Questionado sobre a atitude de Yamal, o treinador acrescentou:
“Eu disse a ele que, se ele quiser fazer isso, a decisão é dele. Ele já é maior de idade.”
Flick também ressaltou que, em sua visão, o foco da equipe deve permanecer no futebol.
“Nós nos dedicamos a jogar futebol e temos que levar em conta o que o público espera de nós.”
O gesto de Yamal foi elogiado por organizações e ativistas favoráveis à causa palestina. O movimento Boicote, Desinvestimento e Sanções agradeceu publicamente ao jogador e afirmou que “o esporte tem o poder de tornar visível o que o mundo não deve esquecer”.
Combate ao racismo e à islamofobia
Filho de pai marroquino e muçulmano, Lamine Yamal já havia se posicionado anteriormente contra manifestações de racismo e islamofobia no futebol espanhol.
Após ouvir cânticos anti-muçulmanos durante um amistoso da seleção espanhola, publicou em suas redes sociais:
“Sou muçulmano. Ontem, no estádio, ouvi o cântico ‘Quem não pula é muçulmano’. Eu sei que estava jogando pelo time rival e que não era nada pessoal contra mim, mas, como muçulmano, isso não deixa de ser desrespeitoso e intolerável.”
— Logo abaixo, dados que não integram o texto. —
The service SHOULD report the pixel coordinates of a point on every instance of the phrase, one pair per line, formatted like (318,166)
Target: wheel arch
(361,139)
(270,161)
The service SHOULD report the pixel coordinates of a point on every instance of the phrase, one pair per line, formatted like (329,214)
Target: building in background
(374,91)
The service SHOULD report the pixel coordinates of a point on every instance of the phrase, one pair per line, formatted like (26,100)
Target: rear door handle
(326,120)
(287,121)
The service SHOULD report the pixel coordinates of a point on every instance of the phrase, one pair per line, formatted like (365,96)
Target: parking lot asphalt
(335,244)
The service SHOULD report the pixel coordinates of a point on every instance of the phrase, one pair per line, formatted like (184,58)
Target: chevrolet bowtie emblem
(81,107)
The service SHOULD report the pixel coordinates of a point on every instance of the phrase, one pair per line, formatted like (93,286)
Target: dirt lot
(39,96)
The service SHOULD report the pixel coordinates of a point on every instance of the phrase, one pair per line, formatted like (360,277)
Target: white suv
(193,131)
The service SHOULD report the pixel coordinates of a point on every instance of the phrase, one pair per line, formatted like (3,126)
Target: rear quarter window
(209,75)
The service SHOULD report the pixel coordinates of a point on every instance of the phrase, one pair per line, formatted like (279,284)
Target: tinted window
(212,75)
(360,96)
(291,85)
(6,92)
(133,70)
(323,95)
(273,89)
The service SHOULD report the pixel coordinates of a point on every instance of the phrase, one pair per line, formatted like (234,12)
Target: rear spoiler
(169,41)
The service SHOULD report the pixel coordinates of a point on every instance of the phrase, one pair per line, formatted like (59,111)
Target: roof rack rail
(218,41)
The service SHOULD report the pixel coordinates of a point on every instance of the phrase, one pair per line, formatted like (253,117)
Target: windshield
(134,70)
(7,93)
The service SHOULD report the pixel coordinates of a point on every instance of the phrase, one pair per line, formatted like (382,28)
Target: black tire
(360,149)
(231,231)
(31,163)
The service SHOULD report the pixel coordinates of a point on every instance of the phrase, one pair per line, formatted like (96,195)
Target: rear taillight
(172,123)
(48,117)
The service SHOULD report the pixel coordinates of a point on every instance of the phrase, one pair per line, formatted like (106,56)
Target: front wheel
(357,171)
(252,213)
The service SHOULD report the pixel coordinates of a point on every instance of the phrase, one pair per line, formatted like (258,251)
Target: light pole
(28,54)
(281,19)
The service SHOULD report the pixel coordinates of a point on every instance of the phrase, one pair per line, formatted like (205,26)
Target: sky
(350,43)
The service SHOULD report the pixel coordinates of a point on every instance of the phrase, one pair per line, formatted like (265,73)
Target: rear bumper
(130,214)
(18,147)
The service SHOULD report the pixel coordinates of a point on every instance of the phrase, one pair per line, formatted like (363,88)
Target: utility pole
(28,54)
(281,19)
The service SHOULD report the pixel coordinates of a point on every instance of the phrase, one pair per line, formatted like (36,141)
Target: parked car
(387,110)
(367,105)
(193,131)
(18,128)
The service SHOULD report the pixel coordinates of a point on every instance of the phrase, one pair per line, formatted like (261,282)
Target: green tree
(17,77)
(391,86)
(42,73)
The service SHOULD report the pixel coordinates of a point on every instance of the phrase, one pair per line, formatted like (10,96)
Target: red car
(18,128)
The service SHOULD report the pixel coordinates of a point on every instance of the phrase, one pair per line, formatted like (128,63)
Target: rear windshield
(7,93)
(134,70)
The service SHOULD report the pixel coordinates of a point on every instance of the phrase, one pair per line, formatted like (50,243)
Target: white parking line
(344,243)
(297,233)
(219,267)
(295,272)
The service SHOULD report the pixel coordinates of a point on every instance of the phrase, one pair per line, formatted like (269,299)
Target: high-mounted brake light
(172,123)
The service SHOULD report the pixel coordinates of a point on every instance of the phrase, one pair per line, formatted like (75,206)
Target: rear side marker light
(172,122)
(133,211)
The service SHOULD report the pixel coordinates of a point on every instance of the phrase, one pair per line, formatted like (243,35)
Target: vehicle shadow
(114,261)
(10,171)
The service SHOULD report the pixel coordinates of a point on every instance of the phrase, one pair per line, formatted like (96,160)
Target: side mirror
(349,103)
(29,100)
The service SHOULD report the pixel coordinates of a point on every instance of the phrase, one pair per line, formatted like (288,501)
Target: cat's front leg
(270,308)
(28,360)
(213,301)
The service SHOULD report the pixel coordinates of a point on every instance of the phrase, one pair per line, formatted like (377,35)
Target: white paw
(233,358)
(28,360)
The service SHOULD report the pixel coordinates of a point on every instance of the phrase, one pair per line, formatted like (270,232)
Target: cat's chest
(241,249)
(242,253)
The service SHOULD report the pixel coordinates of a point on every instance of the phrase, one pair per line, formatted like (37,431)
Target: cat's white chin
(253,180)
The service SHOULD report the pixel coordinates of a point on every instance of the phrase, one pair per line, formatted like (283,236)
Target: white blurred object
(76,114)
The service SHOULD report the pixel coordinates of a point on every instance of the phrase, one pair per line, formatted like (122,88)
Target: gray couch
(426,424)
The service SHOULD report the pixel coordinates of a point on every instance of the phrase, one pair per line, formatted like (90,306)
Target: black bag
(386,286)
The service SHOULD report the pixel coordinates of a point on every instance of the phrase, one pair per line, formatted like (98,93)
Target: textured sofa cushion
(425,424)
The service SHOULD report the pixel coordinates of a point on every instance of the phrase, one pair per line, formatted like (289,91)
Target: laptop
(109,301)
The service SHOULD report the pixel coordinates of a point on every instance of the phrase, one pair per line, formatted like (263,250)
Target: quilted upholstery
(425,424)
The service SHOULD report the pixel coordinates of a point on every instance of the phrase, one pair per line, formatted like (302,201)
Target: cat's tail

Agora campeão do mundo, Yamal encerra a competição como um dos principais nomes da nova geração do futebol internacional. Seu desempenho em campo consolidou sua condição de estrela, mas sua imagem entre os palestinos está ligada também ao gesto realizado durante a festa do Barcelona.
Enquanto os espanhóis celebravam o segundo título mundial de sua história, palestinos em Gaza e na Cisjordânia ocupada também comemoravam. Entre bandeiras, telas improvisadas e ruas marcadas pela guerra, a vitória espanhola tornou-se uma demonstração de como o futebol, a política e a solidariedade podem se encontrar.
O gesto de Yamal, realizado durante poucos segundos sobre um ônibus em Barcelona, atravessou fronteiras e chegou até os escombros de Gaza. Meses depois, a conquista da Copa pela Espanha foi celebrada pelos palestinos como um triunfo esportivo, mas também como uma oportunidade de agradecer a um país e a um jogador que decidiram não permanecer em silêncio.